Suspendeu editais do Prêmio Funarte de Arte Negra, do Ministério da Cultura,
destinados apenas a projetos de “criadores negros”. Segundo o juiz, eles “abrem
um acintoso e perigoso espectro de desigualdade racial”. Na mosca! O jornal O
Globo não retrata a realidade ao afirmar que ele suspendeu os “editais de
incentivo à cultura negra”. Errado! O problema não está em incentivar a cultura
negra (na suposição de que ela exista, claro!, o que é falso). A odiosa
discriminação — contra negros e não negros — está em restringir os projetos a
pessoas que tenham uma determinada cor de pele.
A coisa é de tal sorte estúpida que a Funarte se recusou a
receber o projeto de dez negros que, sob direção do dançarino Irineu Nogueira,
também negro, tentaram inscrever o espetáculo “Afro Xplosion Brasil”. Ana
Claudia Souza, diretora do Centro de Programas Integrados (CEPIN) da Funarte,
informou que o grupo foi vetado porque está sendo representado pela Cooperativa
Paulista de Dança, cujo presidente, o bailarino Sandro Borelli, é branco!!!
Tratava-se de mera questão burocrática. O grupo apresentou a proposta por
intermédio de uma pessoa jurídica para evitar o desconto de 27,5% do Imposto de
Renda na verba pedida, de R$ 150 mil.
Marta Suplicy, a artífice genial da ideia, não teve dúvida:
no programa “Bom Dia, Ministro”, desta quarta, classificou a decisão do juiz de
“racista” e anunciou que o governo já recorreu. Essa grande pensadora institui
um projeto que discrimina as pessoas pela cor da pele, em flagrante desrespeito
à Constituição, mas chama de “racista” o ato que restabelece o império da lei.
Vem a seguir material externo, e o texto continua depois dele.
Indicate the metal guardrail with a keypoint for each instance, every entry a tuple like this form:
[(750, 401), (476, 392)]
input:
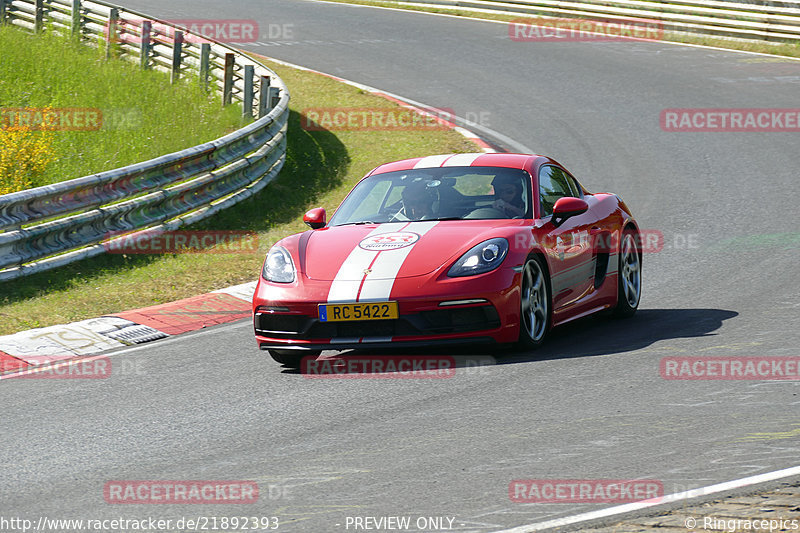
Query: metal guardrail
[(710, 17), (57, 224)]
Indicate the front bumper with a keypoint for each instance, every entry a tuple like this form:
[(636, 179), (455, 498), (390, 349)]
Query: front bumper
[(283, 320)]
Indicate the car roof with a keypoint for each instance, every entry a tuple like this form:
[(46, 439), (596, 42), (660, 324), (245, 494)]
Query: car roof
[(458, 160)]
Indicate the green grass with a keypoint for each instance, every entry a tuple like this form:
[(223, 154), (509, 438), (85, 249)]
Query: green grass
[(775, 48), (145, 116), (321, 167)]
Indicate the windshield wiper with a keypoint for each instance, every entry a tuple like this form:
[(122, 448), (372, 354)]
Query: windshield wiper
[(359, 223)]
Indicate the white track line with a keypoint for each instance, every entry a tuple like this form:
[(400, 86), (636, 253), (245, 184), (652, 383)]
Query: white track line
[(644, 504)]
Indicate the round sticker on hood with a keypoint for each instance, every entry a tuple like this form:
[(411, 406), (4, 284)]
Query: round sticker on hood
[(389, 241)]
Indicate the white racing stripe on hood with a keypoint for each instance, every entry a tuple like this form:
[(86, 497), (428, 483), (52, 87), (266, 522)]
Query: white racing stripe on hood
[(380, 281), (384, 265), (461, 160), (348, 279)]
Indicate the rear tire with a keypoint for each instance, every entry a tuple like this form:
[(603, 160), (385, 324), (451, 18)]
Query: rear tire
[(291, 358), (629, 275), (535, 304)]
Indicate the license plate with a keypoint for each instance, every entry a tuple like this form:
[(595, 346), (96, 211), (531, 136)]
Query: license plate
[(359, 311)]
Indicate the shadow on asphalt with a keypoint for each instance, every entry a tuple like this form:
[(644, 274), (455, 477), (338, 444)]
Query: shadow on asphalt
[(587, 337)]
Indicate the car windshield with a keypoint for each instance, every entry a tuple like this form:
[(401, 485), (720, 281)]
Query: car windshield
[(446, 193)]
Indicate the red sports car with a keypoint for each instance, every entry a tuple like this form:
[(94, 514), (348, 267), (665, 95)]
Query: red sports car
[(464, 248)]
O primeiro edital foi lançado no dia 20 de novembro do ano
passado. O prazo teve de ser dilatado duas vezes porque os projetos não
apareciam. No rádio, afirmou a preclara:
“No começo tivemos poucas pessoas apresentando projetos.
Então nos demos conta de que os criadores negros não tinham acesso a esse
edital. Quando pedimos para as regionais do Ministério da Cultura fazerem
seminários, irem atrás das comunidades, das instituições negras, de 18 projetos
chegamos a mais de dois mil (foram, no total, 2.827). Hoje temos o problema
inverso, de selecionar para as poucas vagas que temos.”
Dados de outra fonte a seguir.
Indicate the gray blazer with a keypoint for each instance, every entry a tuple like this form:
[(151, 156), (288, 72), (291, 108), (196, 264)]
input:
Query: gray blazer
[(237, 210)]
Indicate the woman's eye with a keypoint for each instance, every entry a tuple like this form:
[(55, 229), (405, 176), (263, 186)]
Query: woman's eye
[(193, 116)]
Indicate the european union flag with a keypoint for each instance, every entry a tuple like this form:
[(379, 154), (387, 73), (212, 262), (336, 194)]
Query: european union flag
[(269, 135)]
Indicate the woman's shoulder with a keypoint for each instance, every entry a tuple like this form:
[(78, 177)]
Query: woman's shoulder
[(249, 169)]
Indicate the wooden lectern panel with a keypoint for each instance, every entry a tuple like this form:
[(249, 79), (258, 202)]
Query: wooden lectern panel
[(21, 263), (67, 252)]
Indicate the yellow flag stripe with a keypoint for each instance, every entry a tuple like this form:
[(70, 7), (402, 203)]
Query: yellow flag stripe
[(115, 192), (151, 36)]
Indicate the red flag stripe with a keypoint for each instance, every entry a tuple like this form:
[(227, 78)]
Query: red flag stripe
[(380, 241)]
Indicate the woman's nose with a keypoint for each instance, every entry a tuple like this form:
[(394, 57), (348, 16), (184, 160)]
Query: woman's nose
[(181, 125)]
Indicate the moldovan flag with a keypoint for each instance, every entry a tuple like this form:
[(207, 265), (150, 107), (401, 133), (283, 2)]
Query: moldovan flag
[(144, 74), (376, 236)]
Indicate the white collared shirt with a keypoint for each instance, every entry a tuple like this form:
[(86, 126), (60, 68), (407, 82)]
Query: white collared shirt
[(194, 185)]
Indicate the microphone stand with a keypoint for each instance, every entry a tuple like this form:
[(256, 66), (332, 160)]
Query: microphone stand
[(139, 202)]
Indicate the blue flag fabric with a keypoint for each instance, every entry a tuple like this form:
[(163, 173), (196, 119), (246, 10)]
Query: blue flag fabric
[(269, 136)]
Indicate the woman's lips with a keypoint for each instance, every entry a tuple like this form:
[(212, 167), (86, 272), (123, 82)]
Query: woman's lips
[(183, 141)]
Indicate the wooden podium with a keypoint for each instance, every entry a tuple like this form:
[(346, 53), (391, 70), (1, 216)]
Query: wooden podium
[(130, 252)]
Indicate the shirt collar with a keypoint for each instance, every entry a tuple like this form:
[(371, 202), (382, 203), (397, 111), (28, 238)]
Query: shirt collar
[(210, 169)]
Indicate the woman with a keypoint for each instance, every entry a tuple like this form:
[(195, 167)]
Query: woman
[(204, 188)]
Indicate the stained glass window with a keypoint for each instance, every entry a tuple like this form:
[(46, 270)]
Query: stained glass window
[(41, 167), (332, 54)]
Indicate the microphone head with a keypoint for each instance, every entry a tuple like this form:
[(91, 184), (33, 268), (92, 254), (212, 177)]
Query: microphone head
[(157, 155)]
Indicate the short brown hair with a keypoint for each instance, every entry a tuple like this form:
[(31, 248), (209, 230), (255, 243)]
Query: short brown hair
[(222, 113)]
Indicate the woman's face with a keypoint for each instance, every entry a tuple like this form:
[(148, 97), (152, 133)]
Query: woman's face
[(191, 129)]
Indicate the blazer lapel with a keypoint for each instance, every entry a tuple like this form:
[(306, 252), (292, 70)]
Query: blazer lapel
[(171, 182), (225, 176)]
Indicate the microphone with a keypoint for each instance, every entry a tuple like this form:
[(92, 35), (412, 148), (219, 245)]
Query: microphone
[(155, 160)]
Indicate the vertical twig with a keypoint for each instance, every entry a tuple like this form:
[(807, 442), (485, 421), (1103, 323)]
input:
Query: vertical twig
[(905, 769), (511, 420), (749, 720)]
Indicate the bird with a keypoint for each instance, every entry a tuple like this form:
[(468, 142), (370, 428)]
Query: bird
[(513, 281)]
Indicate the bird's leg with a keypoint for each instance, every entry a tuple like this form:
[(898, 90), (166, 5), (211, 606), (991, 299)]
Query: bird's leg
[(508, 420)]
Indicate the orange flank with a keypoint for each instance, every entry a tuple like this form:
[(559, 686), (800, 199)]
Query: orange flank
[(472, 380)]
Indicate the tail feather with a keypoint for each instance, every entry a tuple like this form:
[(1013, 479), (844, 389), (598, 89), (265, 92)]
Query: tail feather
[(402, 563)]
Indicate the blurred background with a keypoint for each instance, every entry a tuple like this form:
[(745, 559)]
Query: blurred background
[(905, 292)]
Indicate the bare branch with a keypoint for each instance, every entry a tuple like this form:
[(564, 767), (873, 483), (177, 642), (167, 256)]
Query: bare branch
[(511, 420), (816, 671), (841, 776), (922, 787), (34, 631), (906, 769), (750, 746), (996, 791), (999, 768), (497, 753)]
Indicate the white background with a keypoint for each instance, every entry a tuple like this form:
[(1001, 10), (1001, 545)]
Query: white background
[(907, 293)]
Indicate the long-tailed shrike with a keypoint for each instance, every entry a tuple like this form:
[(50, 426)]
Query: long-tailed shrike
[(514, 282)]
É parolagem das grossas. Até os beneficiários do Bolsa
Família (com suposta renda entre R$ 70 e R$ 140) têm acesso, como reconhece o
governo, a telefone celular e redes sociais! São os excluídos sociais
digitalmente incluídos, uma nova categoria criada pelo petismo, entendem?… Por
que os “criadores negros” não teriam acesso aos editais? O que o governo fez
foi buscar uma solução para o problema que ele próprio criou. Como os projetos
não apareciam — e não porque negros sejam incapazes disso, é óbvio —, o
ministério teve de dar um jeito de pari-los. E por que não apareciam? Porque o
Brasil é menos racista do que o governo. País afora, apenas uma minoria extrema
de criadores negros rejeita a presença de brancos.
De resto, “cultura negra”, assim como “cultura indígena” ou
“cultura branca” são mistificações criadas pelo pensamento politicamente
correto. Não existem! Mas deixo para outro post.